Published on March 10, 2005

Tody Castillo's self-titled new CD hits you with the stealth and power of a pot brownie. It takes a while to digest. You put it in and sit there and go about your business. About 15 minutes in, when Castillo warbles "God Only Knows" over and over again during the masterful crescendo of the song of the same name, it hits you like a ton of concrete. "This stuff is really, really good," you realize amid a rush of endorphins.

It's first-class modern pop-rock of a very high order, a lush, layered and melancholy river of sound, comparable to works by guys like Ron Sexsmith, Rufus Wainwright and local Arthur Yoria. Castillo's clear, soaring tenor floats amid streams of guitars electric, acoustic and pedal steel -- courtesy of former Yoria sideman Matt Rhodes -- while Paul "Falcon" Valdez's jazzy drums percolate beneath. Its thrills are gentle as those you get floating on the Pedernales River on a summer afternoon when the water is at medium stage -- you drift along with the flow, at peace with the world, as the bluebirds flit through the tall cypresses on the banks.

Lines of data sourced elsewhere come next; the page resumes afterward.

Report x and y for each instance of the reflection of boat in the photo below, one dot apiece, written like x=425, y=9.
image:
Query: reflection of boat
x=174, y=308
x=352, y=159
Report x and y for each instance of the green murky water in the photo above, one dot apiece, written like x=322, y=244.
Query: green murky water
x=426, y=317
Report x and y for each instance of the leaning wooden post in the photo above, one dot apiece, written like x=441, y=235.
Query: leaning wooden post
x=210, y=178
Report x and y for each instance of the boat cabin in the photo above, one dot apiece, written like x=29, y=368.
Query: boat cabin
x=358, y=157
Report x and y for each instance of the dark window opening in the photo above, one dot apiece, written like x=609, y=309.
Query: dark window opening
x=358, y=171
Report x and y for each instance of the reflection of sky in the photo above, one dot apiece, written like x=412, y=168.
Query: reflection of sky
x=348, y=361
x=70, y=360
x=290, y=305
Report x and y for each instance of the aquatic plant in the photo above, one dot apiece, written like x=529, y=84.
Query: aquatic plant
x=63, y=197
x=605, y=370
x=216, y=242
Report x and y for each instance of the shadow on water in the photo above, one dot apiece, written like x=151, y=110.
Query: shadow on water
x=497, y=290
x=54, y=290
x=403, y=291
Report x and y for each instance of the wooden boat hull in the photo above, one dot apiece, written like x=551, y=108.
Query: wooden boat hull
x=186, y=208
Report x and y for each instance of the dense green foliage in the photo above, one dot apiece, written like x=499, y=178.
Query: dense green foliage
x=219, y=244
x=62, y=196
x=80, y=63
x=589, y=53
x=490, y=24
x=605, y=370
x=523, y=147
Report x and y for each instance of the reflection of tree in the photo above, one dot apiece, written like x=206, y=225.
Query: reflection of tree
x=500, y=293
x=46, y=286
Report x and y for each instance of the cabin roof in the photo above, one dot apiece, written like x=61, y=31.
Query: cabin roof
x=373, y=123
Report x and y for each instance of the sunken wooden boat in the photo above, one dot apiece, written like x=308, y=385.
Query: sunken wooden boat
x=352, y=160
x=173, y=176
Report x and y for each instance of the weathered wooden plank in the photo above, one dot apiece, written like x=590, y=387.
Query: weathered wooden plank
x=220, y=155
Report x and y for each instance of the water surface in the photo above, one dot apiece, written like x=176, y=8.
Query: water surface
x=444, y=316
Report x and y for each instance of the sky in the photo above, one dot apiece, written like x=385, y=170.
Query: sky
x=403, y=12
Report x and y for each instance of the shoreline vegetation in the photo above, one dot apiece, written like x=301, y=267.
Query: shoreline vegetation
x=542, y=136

It's also great rainy-day music, as his in-store at Cactus on February 26 attested. With a crack band including Rhodes, longtime cohort Valdez on the drums, fresh-back-from-New York-and-L.A. bassist Steve Brown and guitarist Matt Hammon, Castillo wowed one of the largest crowds I have ever seen at Cactus for a local artist, and most of those people and more came to his show later that night at Rudyard's.

"The show went really well, dude," Castillo says. "It was weird -- it was packed!"

The CD release show and the disc itself are a satisfying culmination of about a decade and a half of struggle, both here and in New York, where Castillo spent a good chunk of the late '90s. Castillo had succumbed to the common Houston musician's malaise back then: He got fed up and he left town. Don't look for a repeat performance of that act.

"A lot of people start here, and if they have any talent, or they get some momentum going, the attitude usually turns south about Houston," he says. "It's all 'Dude, fuck this town! I hate Houston!' A long time ago I had that attitude, not because I hated Houston but because I really wanted to live in New York. I did kinda use that as an excuse. And then when I went up there, it was cool. There was a great songwriter thing up there, no doubt about it. But then you realize that town is insane. I'm from Texas, I'm not used to paying $1,200 for a tiny piece of shit."

There were also sordid scenes the Corpus-born Castillo just couldn't get used to. "I lived in Williamsburg for a while. I got a basement apartment, 800 bucks a month, first stop out of Manhattan and right on the East River. That was awesome. Short commute, first stop, there was a lot of art there, fairly cheap. But it was a shithole -- it was all old warehouses, half-Polish and half-Dominican and Puerto Rican. It was funky -- we had hookers in our basement stairwell. My neighbor was this Japanese guy, and every now and then he would go out with a hot pot and fuckin' douse them with hot water. He'd go, 'Goddammit, get out of here,' and you'd hear this splash and this whole big ruckus. And I'd be like, 'Mommy, I want to come back to Houston!' "

Tired of being a little fish in a big and expensive -- not to mention scuzzy -- pond, Castillo returned to Houston in 2001. "Moving back here, I thought how great Houston was. It's under the radar, it's not a quote-unquote music town, the cost of living is great, I'm so happy there's not a huge saturation of people here. You know, in Austin it's pay to play, in New York it's pay to play. Fuck that. Here I can make 300 bucks at The Stag's Head playing original music. In New York, you cannot do that. In fact, I don't know of another town where you can do that. I've been talking to my bandmates, and they say it's great here. Let people leave here if they want. We'll just tell 'em, 'Yeah, Houston sucks. Get out, dude.' "

After three years of scuffling solo on the Stag's Head/Harp pub circuit, Castillo assembled a band and cut this CD last April, and it joins Michael Haaga's The Plus and Minus Show as the second truly great -- and I'm talking "great" in the national sense, not the I'm-cutting-the-locals-some-slack sense -- pop-rock CD to come out of Houston in the last six months. The weird thing about Houston is that neither of these two guys has ever heard the other play on CD or live, and neither have the vast majority of the two guys' fan bases. Each can already pack Rudyard's-size clubs on their own. Were they to team up for a show or two, the results could be downright righteous.